Характерно, что именно к этому времени относится его увлечение музыкой, носившее программный, теоретический характер. Недаром главными героями романтических повестей об искусстве были музыканты: проблема искусства и художника всегда приводила к проблеме музыки — именно как «ужасно высокого и чистого» искусства. Толстой вступает в петербургский музыкальный круг: посещает музыкальные вечера у А. Д. Столыпина, собирает музыкантов у себя, ездит на концерты, бывает у Ф. М. Толстого (музыкального критика и композитора), знакомится с А. Д. Улыбышевым — автором книг о Моцарте и Бетховене (1856 г.). В. Боткин сообщает Тургеневу 3 января 1857 г.: «Мы таки здесь занимаемся и музыкой: у Арк. Столыпина устроились музыкальные вечера, где играют трио Бетховена и очень хорошо... Толстой просто упивается им»170. Один из таких «музыкальных» дней был 5 января 1857 г.: «Пошел к Ф. Толстому, познакомился с Улыбышевым, сдуру отказался от знакомства с Бозио. Обедал у Толстого. Мне легко с ними. Дома пропасть народа, Писемского «Барыня» не произвела эффекта, и музыка мне не слишком». В этот день произошла встреча со скрипачом Г. Кизеветтером: «Грустное впечатление. Скрыпач». 7 января: «У Столыпина, не расположен был слушать музыку, нервы тупы. — История Кизеветтера подмывает меня». 8 января Толстой забрал Кизеветтера к себе и привез от музыканта К. Ф. Альбрехта скрипку: «Пришел Кизеветтер. Он умен, гениален и здрав. Он гениальный юродивый. Играл прелестно» (47, 109, 110).

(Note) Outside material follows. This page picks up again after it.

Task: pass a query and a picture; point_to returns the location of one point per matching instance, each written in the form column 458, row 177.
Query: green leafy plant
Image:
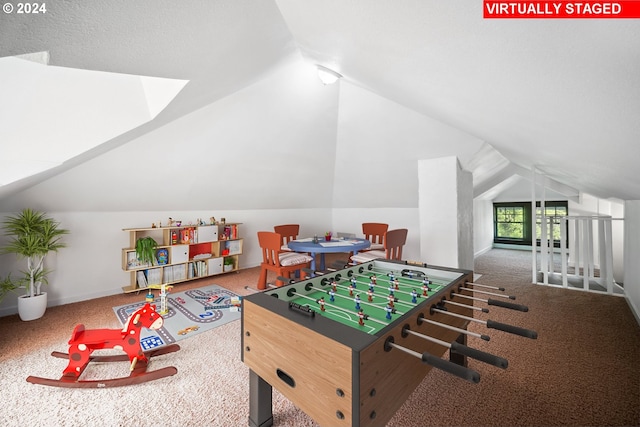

Толстой — в вихре разнообразных впечатлений, мыслей, встреч и проектов. Чтение Белинского, музыкальные вечера с А. Д. Столыпиным и Боткиным, письма Тургенева и к нему, встречи с Чернышевским; среди всего этого — опустившийся «пропащий» музыкант Кизеветтер. Толстой, захваченный массой людей и впечатлений, хочет бежать. Из письма Тургенева к нему от 3 января видно, что у него был проект опять ехать на Кавказ («Что у Вас за мысль ехать на Кавказ?»